Let's do a little mental exercise. Let's reverse the genders of Owen and Claire. Don't change a single other thing about the movie, just that. What happens? Clarence (the male Claire) becomes a typical controlling alpha male, more concerned with success than personal relationships. Seriously, he would be straight out of the 50s. Owena (yes, that's the feminine form, I looked it up) would become the magical pixie dream girl. She's the one to teach him about feelings. Oh, and she's a badass every time except when she actually gets attacked, when she needs the man to pick up a gun and save her. Wow.

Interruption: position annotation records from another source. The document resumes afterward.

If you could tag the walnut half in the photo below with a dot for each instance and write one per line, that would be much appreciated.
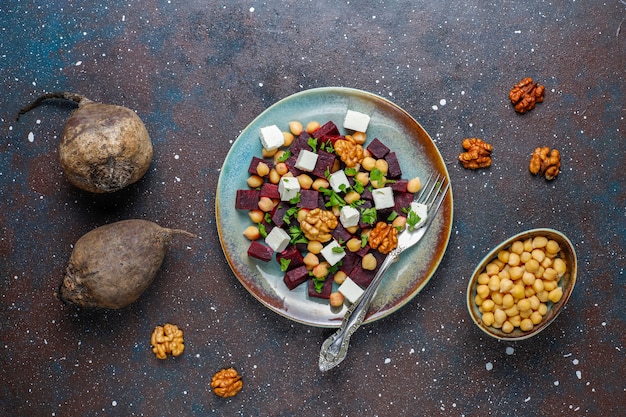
(318, 225)
(545, 162)
(383, 237)
(525, 94)
(226, 383)
(477, 154)
(167, 339)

There are several bits I'm not going to touch here. Her adoration for the original movie, which I find to be a ridiculous, poorly plotted effects extravaganza. The death of the assistant Zara (again, terrible movie moment, but not inherently misogynistic). The ridiculous shoes. So I'm just going to wrap it up here.

Again, I can't come close to defending Jurassic World on any level. It is a terrible movie. It fails spectacularly to be in any way a positive depiction of women. But Lindsay Ellis' post just struck me in much the same way that similar rants about Black Widow in Age of Ultron did. Just because a screenwriter writes a flawed female character doesn't make the script misogynistic. And neither does a screenwriter falling back on hacky cliches. Confusing bad writing with sexist writing doesn't help to encourage either to stop.